Alfresco Content Services Helm Deployment on KinD cluster

This page describe how to get ACS up and running on a Kubernetes In Docker (KinD) cluster.

KinD is better suited to run helm workloads inside CI environments but works well also for local development because it just requires a working Docker server.

Prerequisites

  • Docker installed on your machine (Docker Desktop, Rancher Desktop, Podman and similar)
  • Kubernetes CLI (kubectl) installed on your machine
  • Helm CLI installed on your machine

Step 1: Install Kind

Take a look to the KinD quickstart to learn how to install the binary cli on your machine and to learn briefly the main commands that you can run.

Step 2: Create a Kind Cluster

Run the following command to create the default Kind cluster:

kind create cluster

You can also create a cluster targeting a specific Kubernetes version, for example:

kind create cluster --image kindest/node:v1.34.3@sha256:08497ee19eace7b4b5348db5c6a1591d7752b164530a36f855cb0f2bdcbadd48

The node image ref needs to be retrieved from the KinD releases page, by looking at the release notes of your current kind version (run kind version to check your version).

Wait for the Kind cluster to be created.
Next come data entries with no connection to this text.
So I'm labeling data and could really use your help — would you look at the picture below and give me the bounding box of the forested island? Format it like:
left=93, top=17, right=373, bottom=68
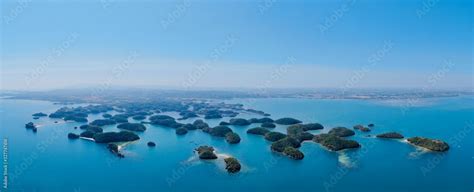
left=11, top=90, right=449, bottom=173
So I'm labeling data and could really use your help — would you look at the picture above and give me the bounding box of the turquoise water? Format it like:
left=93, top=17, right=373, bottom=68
left=0, top=97, right=474, bottom=191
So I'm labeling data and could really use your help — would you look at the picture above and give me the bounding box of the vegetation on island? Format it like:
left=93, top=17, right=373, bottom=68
left=229, top=118, right=251, bottom=126
left=219, top=121, right=230, bottom=126
left=175, top=127, right=188, bottom=135
left=209, top=125, right=232, bottom=137
left=117, top=123, right=146, bottom=132
left=193, top=119, right=209, bottom=129
left=79, top=125, right=104, bottom=133
left=149, top=115, right=183, bottom=128
left=93, top=131, right=140, bottom=143
left=354, top=125, right=370, bottom=132
left=146, top=141, right=156, bottom=147
left=224, top=157, right=241, bottom=173
left=181, top=123, right=198, bottom=131
left=376, top=132, right=404, bottom=139
left=298, top=123, right=324, bottom=131
left=32, top=112, right=48, bottom=117
left=195, top=146, right=217, bottom=159
left=25, top=122, right=36, bottom=129
left=260, top=122, right=276, bottom=129
left=247, top=127, right=270, bottom=135
left=132, top=115, right=146, bottom=121
left=286, top=124, right=314, bottom=142
left=275, top=117, right=301, bottom=125
left=89, top=119, right=117, bottom=127
left=407, top=137, right=449, bottom=152
left=67, top=133, right=79, bottom=139
left=107, top=143, right=125, bottom=158
left=328, top=127, right=355, bottom=137
left=225, top=132, right=240, bottom=144
left=313, top=133, right=360, bottom=151
left=283, top=147, right=304, bottom=160
left=265, top=131, right=286, bottom=142
left=271, top=137, right=301, bottom=153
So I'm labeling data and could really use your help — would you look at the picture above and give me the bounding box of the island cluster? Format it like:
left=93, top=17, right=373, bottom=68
left=25, top=100, right=449, bottom=173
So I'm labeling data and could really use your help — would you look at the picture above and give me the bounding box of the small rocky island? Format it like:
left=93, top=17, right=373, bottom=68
left=225, top=132, right=240, bottom=144
left=354, top=125, right=370, bottom=132
left=146, top=141, right=156, bottom=147
left=229, top=118, right=252, bottom=126
left=195, top=145, right=217, bottom=159
left=271, top=137, right=301, bottom=153
left=265, top=131, right=286, bottom=142
left=275, top=117, right=301, bottom=125
left=328, top=127, right=355, bottom=137
left=117, top=123, right=146, bottom=132
left=93, top=131, right=140, bottom=143
left=283, top=147, right=304, bottom=160
left=407, top=137, right=449, bottom=152
left=260, top=122, right=276, bottom=129
left=25, top=122, right=38, bottom=133
left=247, top=127, right=270, bottom=135
left=32, top=112, right=48, bottom=117
left=313, top=133, right=360, bottom=151
left=224, top=157, right=241, bottom=173
left=376, top=132, right=404, bottom=139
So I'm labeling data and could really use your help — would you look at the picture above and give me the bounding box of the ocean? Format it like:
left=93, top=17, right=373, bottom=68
left=0, top=97, right=474, bottom=192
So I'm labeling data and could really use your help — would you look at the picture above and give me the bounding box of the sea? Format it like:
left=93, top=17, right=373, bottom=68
left=0, top=97, right=474, bottom=192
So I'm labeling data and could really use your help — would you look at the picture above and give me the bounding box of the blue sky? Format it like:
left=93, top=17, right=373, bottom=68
left=1, top=0, right=474, bottom=89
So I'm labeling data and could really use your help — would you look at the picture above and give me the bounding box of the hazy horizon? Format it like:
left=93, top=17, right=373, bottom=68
left=0, top=1, right=474, bottom=90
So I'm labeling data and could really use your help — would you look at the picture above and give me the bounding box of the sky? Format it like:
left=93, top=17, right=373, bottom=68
left=0, top=0, right=474, bottom=90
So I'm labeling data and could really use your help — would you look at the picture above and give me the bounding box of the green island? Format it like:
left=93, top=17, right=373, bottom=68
left=265, top=131, right=286, bottom=142
left=354, top=125, right=371, bottom=132
left=407, top=137, right=449, bottom=152
left=225, top=132, right=240, bottom=144
left=224, top=157, right=241, bottom=173
left=283, top=147, right=304, bottom=160
left=117, top=123, right=146, bottom=132
left=313, top=133, right=360, bottom=151
left=260, top=122, right=276, bottom=129
left=376, top=132, right=404, bottom=139
left=247, top=127, right=270, bottom=135
left=93, top=131, right=140, bottom=143
left=270, top=137, right=301, bottom=153
left=195, top=145, right=217, bottom=159
left=229, top=118, right=252, bottom=126
left=328, top=127, right=355, bottom=137
left=275, top=117, right=302, bottom=125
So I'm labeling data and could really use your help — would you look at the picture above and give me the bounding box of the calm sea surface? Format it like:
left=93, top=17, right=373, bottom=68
left=0, top=97, right=474, bottom=192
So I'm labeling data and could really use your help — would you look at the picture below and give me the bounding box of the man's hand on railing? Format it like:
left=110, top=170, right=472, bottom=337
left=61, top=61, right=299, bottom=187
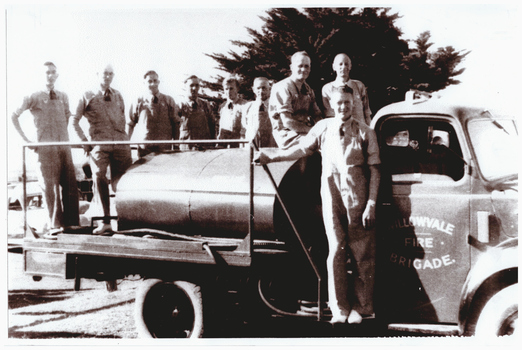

This usually takes a few minutes.

Step 3: Install cloud-provider-kind

Install the cloud-provider-kind plugin to enable cloud provider features on your KinD cluster.

You can find the latest binaries available on the GitHub releases page of the project.

If you are using brew, you can install it with:

brew install cloud-provider-kind

Step 4: Run cloud-provider-kind

cloud-provider-kind is a separate binary that you need to keep running in the background while your cluster is up and running.

It will automatically attach to your KinD cluster and monitor for any Service of type LoadBalancer that you create, by assigning them an IP address and making them reachable from your local machine.

Open a new terminal and run the following command:

sudo cloud-provider-kind

If you are running a Docker server that runs within a dedicated VM (like Podman Desktop on Mac and Windows), it will automatically detect it and enable the --enable-lb-port-mapping option to make the LoadBalancer endpoint easily reachable from your local machine, exposed on localhost.

This is not strictly required when running on native Linux, but accessing Alfresco via localhost is usually more compatible when using plain http access.

Step 5: Install an Ingress Controller

See Traefik section.

The ingress-nginx section is kept for reference only, as ingress-nginx is deprecated and not recommended for new deployments.

Once traefik is installed, verify that the LoadBalancer external IP has been assigned by running:

kubectl get svc -n traefik

You should see something like:

NAME      TYPE           CLUSTER-IP      EXTERNAL-IP   PORT(S)                      AGE
traefik   LoadBalancer   10.96.209.229   10.89.0.3     80:30539/TCP,443:31996/TCP   4m

The external-ip is the IP address of the container that cloud-provider-kind plugin has created to route the traffic to the Traefik controller, and that you can see when looking at the running containers in your Docker server:

docker ps

You will see a container named kindccm-... with the ports 80 and 443 exposed, which is the one routing the traffic to Traefik, making it reachable from your local machine.

xxxxxxxxxxxx  docker.io/envoyproxy/envoy:v1.33.2  ...  0.0.0.0:36059->80/tcp, 0.0.0.0:36315->443/tcp, 0.0.0.0:39449->10000/tcp  kindccm-xxxxxxxxx
xxxxxxxxxxxx  docker.io/envoyproxy/envoy:v1.33.2  ...  0.0.0.0:43741->80/tcp, 0.0.0.0:36821->10000/tcp                          kindccm-gw-xxxxxxxxx

Try accessing the port that exposes port 80, e.g. localhost:36059, from your browser and you should see the default 404 page not found of Traefik, which means that the traffic is correctly routed to the Traefik controller.

Also verify that the traefik pod logs show the incoming request:

kubectl logs -n traefik -l app.kubernetes.io/name=traefik

Step 6: Install metrics server

Optionally, you can install metrics server to gather metrics from node and pods.

Make sure to enable insecure tls option otherwise metrics collection would not work under KinD:

kubectl patch -n kube-system deployment metrics-server --type=json \
  -p '[{"op":"add","path":"/spec/template/spec/containers/0/args/-","value":"--kubelet-insecure-tls"}]'

Wait for a few minutes and then try to run:

kubectl top node

Upon installing ACS, you can check current cpu and memory usage via:

kubectl top pods

Conclusion

Now that you have successfully set up a Kind cluster with an Ingress controller and metrics-server, you can now proceed with installing ACS via helm charts as per Desktop deployment.